Li Kunwu & Philippe Otie 2012
Translated by Edward Gauvin
“So yes, of course we are proud of what we’ve made, even if it’s not perfect yet. Especially since it doesn’t come from the profits of armed conquest, however legitimate, or from the exploiting of a rich subsoil, or from inherited capital skillfully managed to bear fruit. No – none of these things. You will find nothing but sweat here. From our brows and our children, to whom we bequeath lives that will also will be made of hard work and sacrifice, for we still have a long way to go down the road that will lead us from poverty, the road to development.” (690)
Read alone, the closing passage to Li Kunwi’s semiautobiographical graphic novel, A Chinese Life, carries an air of pride dusted with an undertone of cross-cultural jabbing, yet presented alongside the artwork of Kunwi portraying himself as an elderly and simple Chinese man, wandering the streets of the rising modern China, this musing is the perfect closing to a rich and beautiful tale of one man’s experience through the last 60 years of Chinese history.
Though not perfect as a historical reference – and never intended to stand alone as historical reference – this tale provides an entertaining portrayal of the experiences of a common man living through the Chinese struggle to become recognized as a world power in the 20th and 21st century.

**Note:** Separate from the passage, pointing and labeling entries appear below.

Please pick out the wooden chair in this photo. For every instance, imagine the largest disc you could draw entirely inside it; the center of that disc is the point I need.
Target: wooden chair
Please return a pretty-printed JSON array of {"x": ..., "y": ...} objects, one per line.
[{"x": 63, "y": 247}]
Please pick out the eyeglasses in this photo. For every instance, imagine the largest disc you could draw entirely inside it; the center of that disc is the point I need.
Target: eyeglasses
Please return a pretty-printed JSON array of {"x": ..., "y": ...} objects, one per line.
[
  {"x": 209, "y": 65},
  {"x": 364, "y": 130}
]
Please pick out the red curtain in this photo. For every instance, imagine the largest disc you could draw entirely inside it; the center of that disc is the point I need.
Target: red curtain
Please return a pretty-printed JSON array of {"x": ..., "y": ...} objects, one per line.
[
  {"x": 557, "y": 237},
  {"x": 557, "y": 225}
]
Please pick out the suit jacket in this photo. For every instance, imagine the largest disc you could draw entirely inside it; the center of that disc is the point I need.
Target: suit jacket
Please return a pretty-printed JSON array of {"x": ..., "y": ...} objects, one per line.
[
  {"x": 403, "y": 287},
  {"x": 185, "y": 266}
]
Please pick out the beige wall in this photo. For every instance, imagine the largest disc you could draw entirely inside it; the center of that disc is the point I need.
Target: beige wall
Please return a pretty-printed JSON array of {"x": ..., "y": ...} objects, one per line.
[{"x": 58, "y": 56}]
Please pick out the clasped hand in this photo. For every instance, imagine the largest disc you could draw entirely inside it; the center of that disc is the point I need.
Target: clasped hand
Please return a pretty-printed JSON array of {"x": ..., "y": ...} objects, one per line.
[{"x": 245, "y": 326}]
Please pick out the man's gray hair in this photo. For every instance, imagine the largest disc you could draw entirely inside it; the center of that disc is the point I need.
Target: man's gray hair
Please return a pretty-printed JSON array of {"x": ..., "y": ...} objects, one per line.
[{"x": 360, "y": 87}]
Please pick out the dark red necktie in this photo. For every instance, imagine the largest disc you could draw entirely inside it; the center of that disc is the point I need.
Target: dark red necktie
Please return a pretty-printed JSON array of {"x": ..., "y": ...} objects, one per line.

Living among the poor villagers of China’s Southwest, Li Kunwu grew up during Mao’s revolution of the 1950’s, suffered through the disasters of famine that resulted from the poorly managed Great Leap Forward, served in the People’s Liberation Army during the expansion of the country’s borders, and befriended the social elite during the economic expansion of the 80s-present day.
At times Li’s storytelling is humorous, as portrayed by his teenage zealous fervor to promote the party mentality within his village by critiquing restaurant menus for being too bourgeois with high class dinner choices or providing drawings to the illiterate barber to demonstrate the approved and proper haircuts that should be worn by “the people.” At times Li’s storytelling depicts an unsettling sadness of struggle as his drawings show the emaciated and starving peoples of the famines following the Great Leap Forward. There are memorable moments that depict the cycles of public fervor, such as the melting of ancient relics thought of as “old ways of thinking” in order to promote the country’s steel production, or the destruction of thousand year old pagodas to use the wood for cooking and mulch for fertilizer. And as noted in the image I posted above of a home marked for destruction to lay way for modern skyscrapers, Li presents these occurrences as expected and part of the Chinese mentality that places unification and development above all in order to promote the movement toward the common good.
No matter what you think of China’s history and its current status as a world power, this book is successful in depicting the Chinese people for what they are, a people living together through tumultuous and trying times, people afflicted with aspirations and naivete, afflicted with hope and the endurance to continue on and work for something greater for their children. Although this 60 year story largely ignores China’s fragile relationship with Taiwan and Tibet and only briefly mentions Tienanmen square, Li acknowledges these weaknesses by openly accepting that this is a story of his life, a single man, and no single man lives through all the history of his entire country (he didn’t know anyone affected by Tienanmen and therefore had little to say). Li is upfront about his artistic background as a party propaganda man, and in my reading I was cautious about a slanted tone, but this book is not propaganda, it is utterly honest and human, willing to demonstrate weaknesses and failures alongside triumphs and accomplishments.